Pas M+N-3. La Mort contre le mépris

Dés ce troisième pas, je dois avouer que c’est la seconde fois que je me lance dans cette entreprise. J’ai commencé en septembre 2009, à raison d’une livraison par quinzaine, dans l’espace que le monde.fr avait réservé aux chroniques d’abonnés qu’il avait sollicités.

 Cet espace, que quelques dizaines d’abonnés s’étaient appropriés, n’a pas apporté à ce site ce qu’il en attendait. Il a entrepris de s’en débarrasser, non de manière franche ou en tentant par la sélection une orientation plus conforme à ses mystérieuses attentes, mais par des chicaneries décourageantes pour les contributeurs : publication par paquet de 40, dissimulation dans les sous sol du site, puis petit à petit, mettant à profit chaque nouvelle maquette pour «plus de… », disparition complète, le tout sans fournir un mot d’explication. Seul Internet a rendu possible de tels procédés en autorisant, conséquence directe d’une abondance légitimant le traitement mécanique, le charroi de la parole des citoyens à la pelleteuse.

Ceci n’a pas grand intérêt sinon que ce fait minuscule relève de la grande catégorie du mépris. Et le mépris, qu’il soit pratiqué par une institution ou par un individu, est en prise directe la mort, avec une certaine forme de la mort. La mort est en nous de deux façons, par l’inexorable décompte de notre temps de vie, et par celle que notre instinct de prédation nous amène à donner directement ou indirectement sous de multiples formes. Le mépris c’est la mitraille de l’instinct de prédation, il suffit pour s’en convaincre de mesurer son rôle dans les grands drames de notre époque. Les crimes massifs commencent toujours par du mépris. En principe l’alchimie d’une société et d’une culture transforme le plomb du mépris en or de la curiosité, mais la culture est en déroute et le mépris reste le mépris. Il ne se répand pas impunément, nous aurons sans doute l’occasion de l’apprendre. A ceux qui le mêlent à leur salive, il faut demander : croyez vous que la mort à besoin de votre aide pour faire son travail ? Est-ce que ce n’est pas un grande fille qui se débrouille très bien toute seule ? N’avez vous donc rien de mieux à faire que de lui apporter votre concours ?

Je ne vais pas faire couler dès maintenant la source de pensée qui apparient le mépris au travail clandestin d’une mort insidieuse, qui tue l’humain sans tuer les hommes.
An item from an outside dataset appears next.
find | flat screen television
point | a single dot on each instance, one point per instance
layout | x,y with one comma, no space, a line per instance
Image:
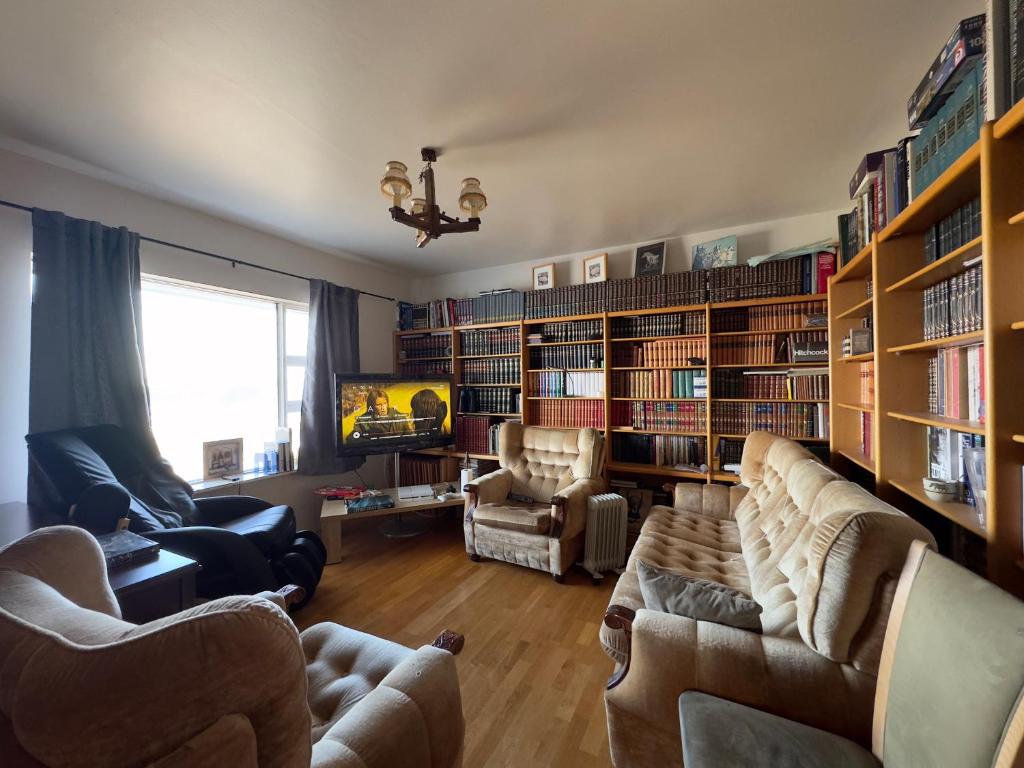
384,413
Je prend mon parti de mal dire, je n’ai pas le choix, il faut procéder par contact furtif, s’approcher de la mort avec des mots rapides, comme une main qui effleure une surface brûlante, et à chaque courte grillade de mots, faire une expérience nouvelle, accumuler de la connaissance sur l’inconnaissable.

J’évoque la mort pour dresser le constat de la vie,  j’en fait le parchemin sur lequel s’inscrive les signes de la vie. La frénésie du nouveau fait le contraire, elle invoque la vie, le besoin de changement, de mouvement pour introduire la mort dans tous ce qui émerge, risque de durer, risque de contrevenir aux besoins du commerce, qui désormais affranchi de ses relations aux choses vivantes, aux choses nécessaires à la vie, doit nous vendre des choses mortes. Le nouveau est le masque préféré de la mort.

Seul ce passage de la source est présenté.